Usability Issue. (Example: User forgot his/her password).

​

21.5.2.    FS Systems agrees to respond to Customer written notifications and/or requests for Customer Service Incidents that are within its control and ability to address, failing which such Service Incident shall be logged by Distributor with Sera4 for resolution assistance. 

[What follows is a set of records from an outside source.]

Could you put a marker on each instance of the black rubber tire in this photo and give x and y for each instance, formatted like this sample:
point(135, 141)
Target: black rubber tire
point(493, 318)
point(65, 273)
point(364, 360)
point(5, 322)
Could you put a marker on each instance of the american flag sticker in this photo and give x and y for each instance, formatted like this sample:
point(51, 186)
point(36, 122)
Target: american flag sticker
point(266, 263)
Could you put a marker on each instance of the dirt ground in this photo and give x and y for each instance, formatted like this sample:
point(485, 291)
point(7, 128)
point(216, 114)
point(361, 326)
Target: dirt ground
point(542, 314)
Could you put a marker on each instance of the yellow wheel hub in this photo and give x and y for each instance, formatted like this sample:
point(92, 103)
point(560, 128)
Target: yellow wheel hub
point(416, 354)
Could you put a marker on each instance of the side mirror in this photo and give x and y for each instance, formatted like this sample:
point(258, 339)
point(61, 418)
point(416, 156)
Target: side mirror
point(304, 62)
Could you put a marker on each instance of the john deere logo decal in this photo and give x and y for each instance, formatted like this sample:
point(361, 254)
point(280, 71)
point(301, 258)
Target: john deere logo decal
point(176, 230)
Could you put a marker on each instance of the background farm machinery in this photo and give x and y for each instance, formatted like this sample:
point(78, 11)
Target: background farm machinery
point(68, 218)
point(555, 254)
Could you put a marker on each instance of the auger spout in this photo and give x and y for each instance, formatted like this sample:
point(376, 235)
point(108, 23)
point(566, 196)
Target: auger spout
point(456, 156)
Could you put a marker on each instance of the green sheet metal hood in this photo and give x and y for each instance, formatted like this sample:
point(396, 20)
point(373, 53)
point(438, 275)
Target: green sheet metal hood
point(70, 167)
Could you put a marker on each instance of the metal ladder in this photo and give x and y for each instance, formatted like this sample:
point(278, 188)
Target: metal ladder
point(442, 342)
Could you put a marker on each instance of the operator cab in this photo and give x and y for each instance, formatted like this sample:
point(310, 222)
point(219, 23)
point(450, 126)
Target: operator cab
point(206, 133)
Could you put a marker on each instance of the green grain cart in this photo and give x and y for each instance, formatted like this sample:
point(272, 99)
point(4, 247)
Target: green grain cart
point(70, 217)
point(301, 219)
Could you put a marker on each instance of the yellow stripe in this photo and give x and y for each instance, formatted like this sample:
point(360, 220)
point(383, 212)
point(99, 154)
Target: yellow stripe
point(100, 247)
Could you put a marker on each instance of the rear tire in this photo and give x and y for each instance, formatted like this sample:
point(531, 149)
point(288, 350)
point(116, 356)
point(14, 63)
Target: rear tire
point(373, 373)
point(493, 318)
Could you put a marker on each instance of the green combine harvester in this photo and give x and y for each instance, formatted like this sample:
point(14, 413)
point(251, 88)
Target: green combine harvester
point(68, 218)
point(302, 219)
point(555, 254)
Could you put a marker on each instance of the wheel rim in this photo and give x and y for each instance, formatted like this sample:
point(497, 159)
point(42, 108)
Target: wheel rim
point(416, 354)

21.5.3.    FS Systems agrees to use commercially reasonable efforts to resolve with Customer such Service Incidents within the targeted resolution times as set fourth below. Notwithstanding the below, in the event that FS Systems requires the support of Sera4 in resolving any Service Incident then FS Systems shall have no liability towards Customer for any delays in Service Incident where such delay is due to Sera4.

​

Severity Level: 1

Coverage Hours (Monday – Friday): 09h00 - 17h00

Targeted Response Time: 30 minutes

Targeted Interim Resolution Time: 2 hours 

Targeted Final Resolution Time: Workaround or recovery within 48 hours

 

Severity Level: 2

Coverage Hours (Monday – Friday): 09h00 - 17h00 

Targeted Response Time: 60 minutes

Targeted Interim Resolution Time: 1 Business Day 

Targeted Final Resolution Time: Timing and necessary changes to Software is determined on a case-by-case basis solely agreed by FS Connect and/or Sera4 (acting reasonably), where such changes may occur during the next scheduled application software release, during an available maintenance window or agreed not to be fixed.

​

Severity Level: 3

Coverage Hours (Monday – Friday): 09h00 - 17h00 

Targeted Response Time: 120 minutes 

Targeted Interim Resolution Time: 5 Business Days 

Targeted Final Resolution Time: Timing and necessary changes to Software is determined on a case-by-case basis solely agreed by FS Connect and/or Sera4 (acting reasonably), where such changes may occur during the next scheduled application software release, during an available maintenance window or agreed not to be fixed.  

 

Severity Level: 4

Coverage Hours (Monday – Friday): 09h00 - 17h00 

Targeted Response Time: 60 minutes 

Targeted Interim Resolution Time: 1 Business Days 

Targeted Final Resolution Time: Not applicable 


22.    General


22.1. Press Releases 


22.1.1.    Sera4 and FS Systems reserves the right to make announcements, press releases, publications, presentations and other public statements that reference Customer as a customer using Sera4 Products and Teleporte Services, without Customer`s prior written approval, provided that Sera4 and FS Systems does not disclose Customer`s confidential information in the course of such publicity or misrepresent Customer`s relationship with Sera4 or FS Systems.  Customer agrees that, upon request by Sera4 or FS Systems, it will provide Sera4 or FS Systems with a testimonial that Sera4 or FS Systems may use for the purposes of marketing its Products and Teleporte Services. 


22.2. Severability
 

22.2.1.    If any court finds any part of this Agreement to be invalid or unenforceable that part shall be severed from this Agreement and its invalidity or unenforceability shall not in any way affect the remaining provisions of this Agreement, which shall continue in full force and effect.
 

22.3. Surviving Provisions
 

22.3.1.    The respective rights and obligations of the parties under this Agreement that by its contents or nature is intended to survive (including but not limited to the rights and obligations set out in clauses 6, 7, 8, 11, 12, 14, 15, 17 and this clause 22.3) shall survive the termination or expiry of this Agreement to the extent necessary to the intended preservation of such rights and obligations.
 

22.4.  No Authority
 

22.4.1.    No party shall have authority to or shall hold itself out as having any authority to incur, assume or create, orally or in writing, any liability, obligation or undertaking of any kind in the name of or on behalf of or in any way binding upon the other party.